Creo que los problemas de seguridad, junto con el impresionante desarrollo de las redes sociales y el acceso de toda la población a los Smartphones, han contribuido en gran medida a un cambio muy visible en el uso y la función de muchos espacios públicos. Han dejado de ser, con variantes y matices, lugares antropológicos de fuerte referencia histórica, simbólica e identitaria, de pertenencia y construcción de subjetividad, para tender a convertirse en meros espacios de tránsito, anónimos, de pura individualidad desvinculada. Con esto me refiero a lo que el antropólogo Marc Augé definió como no lugares, un fenómeno característico de lo que él llama sobremodernidad. Los no lugares típicos serían, por ejemplo, las carreteras, las estaciones de bus, metro, tren, los aeropuertos, los centros comerciales, etc. Lo que antes fue un lugar antropológicamente significativo puede llegar a convertirse en un mero espacio, en un no lugar, y viceversa.
Marc Augé desarrolló esta teoría a principios de los años noventa, es decir, antes de la revolución tecnológica informática y de las telecomunicaciones, lo cual nos abre a la necesidad de incluir en la reflexión las formas virtuales del espacio y de la construcción de lugares antropológicos. Habría que preguntar a los antropólogos cómo lo están pensando ahora.
Como psicólogo podría decir varias cosas a propósito de estos cambios culturales y sus efectos subjetivos, pero mencionaré solo una. Esta nueva realidad ha traído aparejado un cambio en la forma de crianza y de socialización de las nuevas generaciones, un cambio no precisamente positivo. Porque ha determinado que los niños y niñas hayan perdido en buena medida los lugares de socialización con sus pares, como había antes, me refiero a lugares de socialización sin supervisión de adultos, vereda, plazas, clubes, parques etc. Salen a la calle por primera vez sin vigilancia de adultos cada vez con más edad.

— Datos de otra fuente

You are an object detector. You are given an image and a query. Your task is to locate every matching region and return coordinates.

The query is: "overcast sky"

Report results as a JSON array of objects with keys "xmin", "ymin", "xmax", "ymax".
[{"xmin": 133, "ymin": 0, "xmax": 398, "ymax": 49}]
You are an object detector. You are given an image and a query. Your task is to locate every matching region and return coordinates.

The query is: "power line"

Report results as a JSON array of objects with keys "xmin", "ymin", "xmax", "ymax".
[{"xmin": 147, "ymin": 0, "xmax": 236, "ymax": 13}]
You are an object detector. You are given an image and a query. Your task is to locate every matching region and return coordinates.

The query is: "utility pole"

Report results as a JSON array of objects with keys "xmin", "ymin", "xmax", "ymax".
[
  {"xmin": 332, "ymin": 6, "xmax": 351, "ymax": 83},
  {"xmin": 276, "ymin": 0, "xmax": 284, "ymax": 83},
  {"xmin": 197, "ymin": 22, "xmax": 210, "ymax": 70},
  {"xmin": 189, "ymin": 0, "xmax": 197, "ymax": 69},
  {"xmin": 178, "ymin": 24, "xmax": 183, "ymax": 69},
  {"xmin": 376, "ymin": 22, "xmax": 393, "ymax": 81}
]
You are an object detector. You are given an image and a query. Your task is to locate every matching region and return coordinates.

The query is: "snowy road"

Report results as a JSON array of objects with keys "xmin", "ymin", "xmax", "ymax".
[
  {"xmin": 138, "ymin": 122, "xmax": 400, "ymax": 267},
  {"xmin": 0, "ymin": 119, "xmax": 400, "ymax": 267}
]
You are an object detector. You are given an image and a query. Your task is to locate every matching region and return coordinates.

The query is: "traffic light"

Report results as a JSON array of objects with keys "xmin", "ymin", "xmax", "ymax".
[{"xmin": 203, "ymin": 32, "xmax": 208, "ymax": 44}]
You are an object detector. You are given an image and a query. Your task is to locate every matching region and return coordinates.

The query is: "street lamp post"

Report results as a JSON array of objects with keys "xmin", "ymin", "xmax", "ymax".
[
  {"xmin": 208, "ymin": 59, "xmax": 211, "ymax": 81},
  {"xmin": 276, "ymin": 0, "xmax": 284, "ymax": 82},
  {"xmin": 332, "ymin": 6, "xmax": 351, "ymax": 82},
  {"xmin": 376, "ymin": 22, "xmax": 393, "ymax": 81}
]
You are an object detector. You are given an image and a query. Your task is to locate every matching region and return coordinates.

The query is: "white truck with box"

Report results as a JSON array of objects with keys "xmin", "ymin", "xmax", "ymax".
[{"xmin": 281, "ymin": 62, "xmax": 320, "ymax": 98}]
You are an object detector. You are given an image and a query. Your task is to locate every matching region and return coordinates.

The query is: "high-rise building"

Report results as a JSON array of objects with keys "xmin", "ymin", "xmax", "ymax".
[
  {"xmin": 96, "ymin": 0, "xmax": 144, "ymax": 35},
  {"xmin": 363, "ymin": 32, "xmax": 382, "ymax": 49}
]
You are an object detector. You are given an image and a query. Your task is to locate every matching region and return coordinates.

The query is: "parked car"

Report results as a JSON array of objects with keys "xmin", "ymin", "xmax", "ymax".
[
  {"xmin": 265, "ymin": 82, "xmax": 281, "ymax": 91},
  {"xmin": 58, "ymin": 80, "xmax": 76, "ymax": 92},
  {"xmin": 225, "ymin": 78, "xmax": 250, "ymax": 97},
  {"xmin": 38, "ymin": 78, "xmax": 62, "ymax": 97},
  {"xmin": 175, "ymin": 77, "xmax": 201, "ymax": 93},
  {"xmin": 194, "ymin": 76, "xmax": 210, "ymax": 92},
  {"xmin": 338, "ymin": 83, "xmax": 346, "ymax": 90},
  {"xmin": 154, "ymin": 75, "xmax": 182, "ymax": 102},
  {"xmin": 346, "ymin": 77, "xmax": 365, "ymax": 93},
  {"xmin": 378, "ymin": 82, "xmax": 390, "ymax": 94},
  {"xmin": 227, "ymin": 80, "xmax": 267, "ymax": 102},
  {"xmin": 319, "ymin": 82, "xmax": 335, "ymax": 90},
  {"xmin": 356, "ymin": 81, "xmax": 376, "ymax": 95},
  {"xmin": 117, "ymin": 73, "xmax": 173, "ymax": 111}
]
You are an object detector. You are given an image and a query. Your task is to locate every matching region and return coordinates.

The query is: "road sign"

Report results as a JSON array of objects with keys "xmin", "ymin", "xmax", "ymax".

Antes salíamos solos a los 6 o 7 años, luego fue a los 10 u 11, y ahora el promedio es cercano a los 13 años, a veces más, dependiendo de los lugares. Niños y adolescentes encerrados, hiperconectados, supervigilados por sus padres, consentidos, que crecen casi sin oportunidades de construir vínculos no supervisados por adultos, de manejar diferencias y hacer acuerdos con sus pares, jóvenes hipersensibles que se molestan y ofenden con suma facilidad y que suelen no estar bien preparados para el manejo emocional que la vida adulta en sociedad requiere.
¿Cuáles serían los factores clave para la convivencia en una ciudad?
Simplificando mucho y sin conocer lo suficiente el tema, diría que los más importante serían la cultura de la cooperación para resolver problemas, la posibilidad de que cualquier persona o grupo tenga canales de participación y de hacer escuchar su voz, la posibilidad de construir una cultura del respeto por el otro y de desarrollar códigos de convivencia que se vayan consensuando en la práctica. Pienso que es clave que haya posibilidades operatorias reales de construir lugares de pertenencia, identidad y reconocimiento, y que a la vez se respeten las particularidades individuales. Debe haber un equilibrio entre la identidad grupal, la pertenencia necesaria, y las individualidades y disidencias.
Diego Nin Pratt.
Licenciado en Psicología. Psicoanalista. Vive y trabaja en Montevideo. Ha trabajado en instituciones educativas y en programas de rehabilitación de adicciones. Fue docente universitario. Actualmente se dedica exclusivamente a la práctica clínica.